Judge Quadruples Number of Protesters Permitted, Reverses Megaphone Ban After PETA Challenges Injunction

London – After hitting PETA and other animal rights activists with an injunction that limited their right to protest outside its newly opened European flagship store on Regent Street, Canada Goose suffered a major blow yesterday when the High Court ruled that the injunction, obtained without notice, unreasonably restricted people’s right to freedom of assembly and expression.

PETA Barrister Andrew Locke – from the Chambers of Michael Mansfield QC, which represented most of the families of the Hillsborough tragedy victims and is currently working with survivors of the Grenfell Tower disaster – argued that the injunction severely restricted activists’ ability to inform British shoppers, 95 per cent of whom oppose the use of fur, about the company’s continued sale of fur from coyotes, who often suffer in traps for days before being shot or bludgeoned to death so that their fur can be stitched into jacket hoods.

The judge quadrupled the number of protesters allowed within the outer exclusion zone detailed in the injunction and ruled that activists should be permitted to use loud hailers between 2 and 8 pm. The new provisions are effective from Tuesday.

“Canada Goose’s attempt to take such drastic measures to silence legitimate protests shows that we’re winning,” says PETA Director Elisa Allen. “If it wants to stop protests, it can – by ditching cruelly obtained fur in favour of cutting-edge vegan materials, as Gucci and Michael Kors have both recently committed to doing.”

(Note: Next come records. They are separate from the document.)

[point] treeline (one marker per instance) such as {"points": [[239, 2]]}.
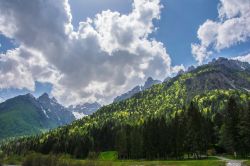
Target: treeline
{"points": [[188, 131]]}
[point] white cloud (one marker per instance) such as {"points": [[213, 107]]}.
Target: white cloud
{"points": [[232, 28], [244, 58], [106, 56]]}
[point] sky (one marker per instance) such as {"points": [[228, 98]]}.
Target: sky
{"points": [[89, 50]]}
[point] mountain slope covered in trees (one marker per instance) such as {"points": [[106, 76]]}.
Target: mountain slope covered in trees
{"points": [[187, 114]]}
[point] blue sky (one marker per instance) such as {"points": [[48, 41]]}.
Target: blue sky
{"points": [[177, 30]]}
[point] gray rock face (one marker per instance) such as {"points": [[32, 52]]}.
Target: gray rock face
{"points": [[55, 111], [85, 109]]}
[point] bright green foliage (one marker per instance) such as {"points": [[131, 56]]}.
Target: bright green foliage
{"points": [[158, 123], [109, 155]]}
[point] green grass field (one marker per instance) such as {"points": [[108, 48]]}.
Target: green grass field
{"points": [[155, 163], [104, 159], [247, 163]]}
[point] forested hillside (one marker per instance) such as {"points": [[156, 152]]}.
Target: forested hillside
{"points": [[207, 108]]}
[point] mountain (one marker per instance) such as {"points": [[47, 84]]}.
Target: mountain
{"points": [[148, 84], [26, 115], [159, 121], [79, 111], [55, 111]]}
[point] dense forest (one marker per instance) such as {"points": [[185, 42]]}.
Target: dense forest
{"points": [[193, 114]]}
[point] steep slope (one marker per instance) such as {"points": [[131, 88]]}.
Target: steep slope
{"points": [[148, 84], [21, 116], [26, 115], [209, 87], [54, 111]]}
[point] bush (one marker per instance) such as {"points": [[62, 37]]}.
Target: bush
{"points": [[93, 155], [36, 159]]}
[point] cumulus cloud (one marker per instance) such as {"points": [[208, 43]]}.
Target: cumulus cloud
{"points": [[104, 57], [244, 58], [232, 28]]}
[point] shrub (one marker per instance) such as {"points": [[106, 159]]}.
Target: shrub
{"points": [[36, 159]]}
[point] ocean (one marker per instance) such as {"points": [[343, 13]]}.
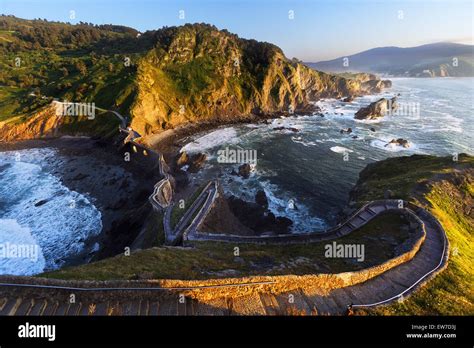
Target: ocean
{"points": [[43, 224], [315, 168]]}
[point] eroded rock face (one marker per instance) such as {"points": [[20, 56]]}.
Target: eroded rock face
{"points": [[43, 124], [182, 159], [199, 74], [196, 162], [227, 78], [377, 109]]}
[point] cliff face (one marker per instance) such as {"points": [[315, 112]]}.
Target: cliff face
{"points": [[43, 124], [197, 73], [178, 75]]}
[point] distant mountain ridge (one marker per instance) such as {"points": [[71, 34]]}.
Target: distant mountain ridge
{"points": [[163, 78], [431, 60]]}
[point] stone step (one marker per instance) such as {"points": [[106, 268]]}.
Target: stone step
{"points": [[3, 302], [153, 308], [62, 308], [218, 306], [130, 307], [114, 308], [317, 304], [24, 307], [101, 309], [73, 309], [11, 306], [270, 304], [144, 307], [248, 305], [37, 308], [168, 306], [50, 308]]}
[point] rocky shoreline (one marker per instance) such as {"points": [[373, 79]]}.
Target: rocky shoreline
{"points": [[96, 169]]}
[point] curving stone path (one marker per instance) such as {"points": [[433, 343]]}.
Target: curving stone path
{"points": [[396, 283]]}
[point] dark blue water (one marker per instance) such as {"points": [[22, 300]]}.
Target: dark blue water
{"points": [[308, 167]]}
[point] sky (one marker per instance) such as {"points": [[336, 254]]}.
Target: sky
{"points": [[311, 30]]}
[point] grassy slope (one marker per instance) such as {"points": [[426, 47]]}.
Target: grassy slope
{"points": [[214, 259], [448, 196]]}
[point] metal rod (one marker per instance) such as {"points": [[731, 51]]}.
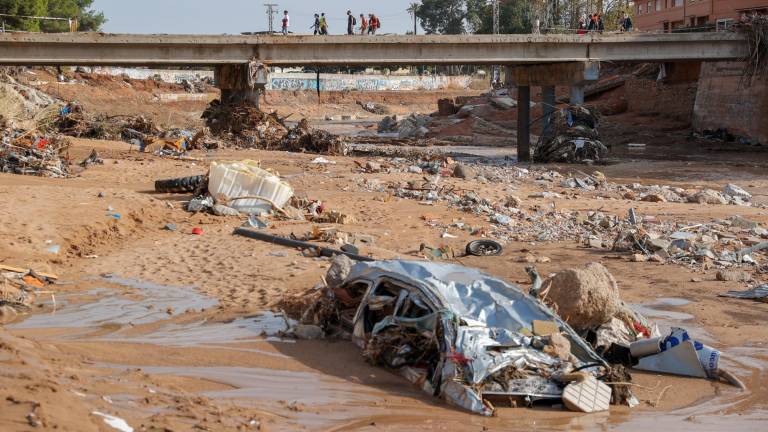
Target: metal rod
{"points": [[283, 241]]}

PETA – whose motto reads, in part, that “animals are not ours to wear” – has carried out a number of eye-catching protests internationally to inform consumers about the cruelty inherent in Canada Goose coats. It notes that the brand’s fur trim comes from coyotes who are caught in bone-crushing steel traps that are illegal in the UK. The animals can endure horrific injuries and languish for days before eventually dying of hunger, thirst, or blood loss. Some are so desperate to escape that they attempt to chew through their own limbs. In addition, birds abused for down feathers – which the brand uses to fill its coats – are often ill and forced to live in filth before their throats are cut while they’re still conscious and able to feel pain.